Why Jake Chapman is wrong and galleries are great for kids

Despite being the father to a 9 year old, and a couple of other little darlings, artist Jake Chapman, half of the Chapman Brothers, clearly doesn’t really understand children. How do I know this? Well he’s done an interview with the Independent that you can read here, that says, among other things:

  • parents [are] “arrogant” for thinking children could understand such complex artists as Jackson Pollock and Mark Rothko;
  • standing a child in front of a Pollock is an “insult” to the American who pioneered the abstract expressionism. It’s like saying… it’s as moronic as a child? Children are not human yet.
  • It’s like saying a child will understand a Cubist painting because a Cubist painting is childlike… there’s no connection.
For a chap who has been nominated for the Turner Prize, I think he misses the point completely.
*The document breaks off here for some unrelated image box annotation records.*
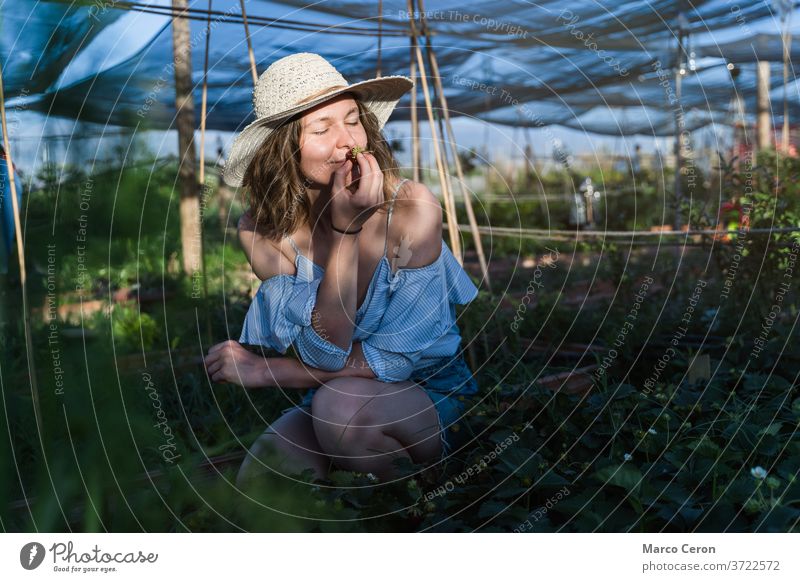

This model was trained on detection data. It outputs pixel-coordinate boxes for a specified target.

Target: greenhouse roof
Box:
[0,0,800,135]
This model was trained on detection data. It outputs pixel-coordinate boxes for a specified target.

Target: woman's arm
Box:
[204,340,375,388]
[311,153,383,351]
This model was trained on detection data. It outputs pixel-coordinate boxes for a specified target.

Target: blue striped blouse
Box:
[239,187,478,382]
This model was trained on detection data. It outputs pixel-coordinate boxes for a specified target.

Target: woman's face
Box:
[300,94,367,184]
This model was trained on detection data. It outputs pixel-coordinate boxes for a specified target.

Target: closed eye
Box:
[313,121,358,135]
I say this as a parent who takes kids round galleries, museums and other places that don’t involve squeaking cartoon characters of course, so maybe I have a vested interest as I’ve been called arrogant and apparently I’m wasting my time.
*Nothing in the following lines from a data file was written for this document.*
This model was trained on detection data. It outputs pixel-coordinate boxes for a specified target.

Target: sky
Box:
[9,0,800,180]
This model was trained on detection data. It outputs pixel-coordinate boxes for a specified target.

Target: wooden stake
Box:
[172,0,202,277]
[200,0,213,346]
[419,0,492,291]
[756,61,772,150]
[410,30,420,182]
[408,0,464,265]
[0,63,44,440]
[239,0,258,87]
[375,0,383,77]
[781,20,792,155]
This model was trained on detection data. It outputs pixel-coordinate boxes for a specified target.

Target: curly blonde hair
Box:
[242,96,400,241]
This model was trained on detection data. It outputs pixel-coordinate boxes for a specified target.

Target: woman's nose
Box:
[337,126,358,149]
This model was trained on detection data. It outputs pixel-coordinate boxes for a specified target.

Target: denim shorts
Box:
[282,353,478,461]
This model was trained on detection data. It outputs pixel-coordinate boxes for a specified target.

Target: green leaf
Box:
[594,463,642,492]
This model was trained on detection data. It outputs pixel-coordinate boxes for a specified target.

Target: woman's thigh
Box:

The thing that Jake misses in his tirade against what he no doubt sees as bourgeois middle class pretension (as he sits in his multi million pound mansion), is that he is in many ways being as elitist as some old Victorian duffer like Ruskin. His basic thrust seems to be art is only for those that have the tools to evaluate it against some sort of critical framework. Whilst I doubt Jake wants us to go back to Richardson’s 0-18 ranking system, he is really missing the point.
Kids are extraordinarily visual. Language shapes thoughts which help shape behaviour- who we are and how we operate depends in part on how our use of language developed when we were little. Art bypasses this language constraint and consequently it’s appeal is more visceral and more readily accessible to children.
Our kids have been inspired by visits to the Tate Modern, the National Gallery, the British Museum (particularly the African Galleries and the Day of the Dead display), the Fitzwilliam in Cambridge, the Ashmolean in Oxford and many many others. Make no bones about it, they have enjoyed looking at art and doing their own drawings and paintings, without prompting, when we’ve returned home. 
 The phrase “Beauty is in the eye of the beholder” can be traced as far back as the third century, and whilst I’m not about to essay on post modern relativism, I fail to see on a fundamental level how a child’s interpretation of a piece of art can be “wrong” or any less relevant than an adults. However I’m also not going to say that a child will take everything that an adult can from any work of art. I found the Secret Diary of Adrian Mole hilarious when I was 7 or 8 but I missed out on all the subtle humour but that didn’t mean there was no point in me reading it at the time. It’s not the point is it?

A work of art is unchanged by the viewing, the person viewing it? They’re changed and that goes just as much for kids as it does adults.